The project we have been working with this quarter is using a similar data structure. This code is just a
very simplified version of the virtual world.
Your code will need to use the Processing jar (again similar to the larger project you are working on this
quarter). You will need to make sure the .jar for Processing is included in your CLASSPATH.
Test to make sure the base code works for you. When your program starts, it should look something like
this – where the goal is for the wyvern to find a valid path to the water, only traversing the grass and not
the rock obstacles:
Getting started – Background
Open the provided Java file and read through the code. This code is written in a very simple style to
follow to the requirements of and to illustrate some features of the Processing library. You will adapt this
code to the project in an assignment.
Use of the Processing library begins with the definition of a class that extends PApplet and that includes
a main method like the following to create an applet using the specified class.

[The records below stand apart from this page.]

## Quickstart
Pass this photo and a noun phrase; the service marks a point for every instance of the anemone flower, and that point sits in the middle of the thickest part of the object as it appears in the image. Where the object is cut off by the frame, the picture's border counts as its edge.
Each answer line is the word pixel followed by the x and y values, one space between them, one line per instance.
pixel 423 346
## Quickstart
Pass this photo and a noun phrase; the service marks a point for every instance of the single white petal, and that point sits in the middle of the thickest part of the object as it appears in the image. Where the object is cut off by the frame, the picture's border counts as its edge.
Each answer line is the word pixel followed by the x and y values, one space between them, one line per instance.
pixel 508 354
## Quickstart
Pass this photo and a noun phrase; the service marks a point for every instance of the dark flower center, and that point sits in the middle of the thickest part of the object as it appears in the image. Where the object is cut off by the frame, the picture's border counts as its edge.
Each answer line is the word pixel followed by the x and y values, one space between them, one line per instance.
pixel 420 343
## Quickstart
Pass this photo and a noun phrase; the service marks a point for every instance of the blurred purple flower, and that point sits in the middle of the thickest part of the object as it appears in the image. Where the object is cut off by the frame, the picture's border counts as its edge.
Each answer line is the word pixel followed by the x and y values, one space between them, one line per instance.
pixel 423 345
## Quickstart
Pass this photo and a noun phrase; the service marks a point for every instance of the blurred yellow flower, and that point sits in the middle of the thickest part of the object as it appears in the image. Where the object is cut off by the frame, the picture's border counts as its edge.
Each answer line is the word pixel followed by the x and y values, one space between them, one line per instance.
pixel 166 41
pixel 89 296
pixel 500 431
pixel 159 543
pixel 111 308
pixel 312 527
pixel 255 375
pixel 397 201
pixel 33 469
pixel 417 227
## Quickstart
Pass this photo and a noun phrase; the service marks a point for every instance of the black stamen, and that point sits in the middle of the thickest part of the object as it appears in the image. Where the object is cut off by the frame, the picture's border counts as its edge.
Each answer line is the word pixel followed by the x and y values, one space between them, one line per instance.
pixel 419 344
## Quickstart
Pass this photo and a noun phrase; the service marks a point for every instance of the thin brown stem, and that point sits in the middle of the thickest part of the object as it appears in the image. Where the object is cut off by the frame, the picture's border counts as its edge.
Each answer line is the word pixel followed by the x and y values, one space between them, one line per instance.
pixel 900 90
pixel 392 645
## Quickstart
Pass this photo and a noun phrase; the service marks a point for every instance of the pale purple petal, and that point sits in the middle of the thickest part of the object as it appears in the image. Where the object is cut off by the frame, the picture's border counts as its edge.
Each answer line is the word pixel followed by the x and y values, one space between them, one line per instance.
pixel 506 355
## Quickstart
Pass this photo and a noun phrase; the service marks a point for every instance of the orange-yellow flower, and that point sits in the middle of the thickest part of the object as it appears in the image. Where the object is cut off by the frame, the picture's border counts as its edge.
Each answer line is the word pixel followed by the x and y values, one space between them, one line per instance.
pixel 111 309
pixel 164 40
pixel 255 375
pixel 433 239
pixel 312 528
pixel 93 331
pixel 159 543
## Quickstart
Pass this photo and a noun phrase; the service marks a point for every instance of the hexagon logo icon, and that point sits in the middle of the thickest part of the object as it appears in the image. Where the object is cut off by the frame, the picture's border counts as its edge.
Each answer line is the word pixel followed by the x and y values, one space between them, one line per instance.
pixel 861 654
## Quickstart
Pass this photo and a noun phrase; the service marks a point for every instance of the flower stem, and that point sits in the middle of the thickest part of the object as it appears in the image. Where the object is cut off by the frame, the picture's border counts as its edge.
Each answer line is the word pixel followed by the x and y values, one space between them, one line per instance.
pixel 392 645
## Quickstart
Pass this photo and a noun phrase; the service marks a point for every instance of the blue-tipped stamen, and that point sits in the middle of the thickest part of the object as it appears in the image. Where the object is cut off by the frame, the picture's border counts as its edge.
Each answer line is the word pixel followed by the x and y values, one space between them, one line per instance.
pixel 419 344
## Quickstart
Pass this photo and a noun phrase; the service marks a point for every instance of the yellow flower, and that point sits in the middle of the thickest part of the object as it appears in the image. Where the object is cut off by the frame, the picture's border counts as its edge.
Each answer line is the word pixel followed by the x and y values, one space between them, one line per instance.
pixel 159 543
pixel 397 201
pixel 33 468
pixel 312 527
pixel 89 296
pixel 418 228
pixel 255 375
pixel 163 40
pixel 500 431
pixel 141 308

public static void main(String[] args)
{
PApplet.main(“PathingMain”);
}
This class overrides two important methods: setup and draw. The setup method is run once when the,
in Processing terminology, “sketch” is created. The draw method is called repeatedly (by Processing) and
will contain the control logic of the “sketch”.
You will also see that the code includes a two-dimensional array to represent the “world”. This grid should
be 20×15. For this lab, you will use this grid to store background tiles, obstacle tiles, and a goal tile. The
code uses integer values to represent these different types of tiles, via an enum, specifically:
private static enum GridValues { BACKGROUND, OBSTACLE, GOAL, SEARCHED }
There is a keyPressed() method that can be used to activate your depth-first search. As it stands, in the
base code, the pathing only traverses one neighbor, which you want to replace. The direction to the
neighbor is based on RDLU (right, down, left, and up). The code is there to give you a good example of
working with the grid data structure.
Step 1
At this point you need to implement depth first search. Note you can visit the neighboring nodes in
whichever order you prefer. Perhaps try visiting in various orders and ultimately make sure that you select
an ordering that clearly illustrates the search runs into the obstacles at some point (i.e. don’t pick
directions that means you never visit a grid cell that is occupied by an obstacle).
Step 2
After the search completes, make sure that the code in place to display the visited tiles works (press ‘p’).
If this doesn’t work, make sure you understand how cells are being added to path (and how the path is
represented). In the below example image, all the cells with a black square have been visited, but the grid
cells that make up the path is shown with red.
Step 3
Change the location of Obstacle and try your algorithm.
Submission
No Demo just submit your java files (no ZIP file) in the Canvas.
Due date: 11/19 @ 10 PM.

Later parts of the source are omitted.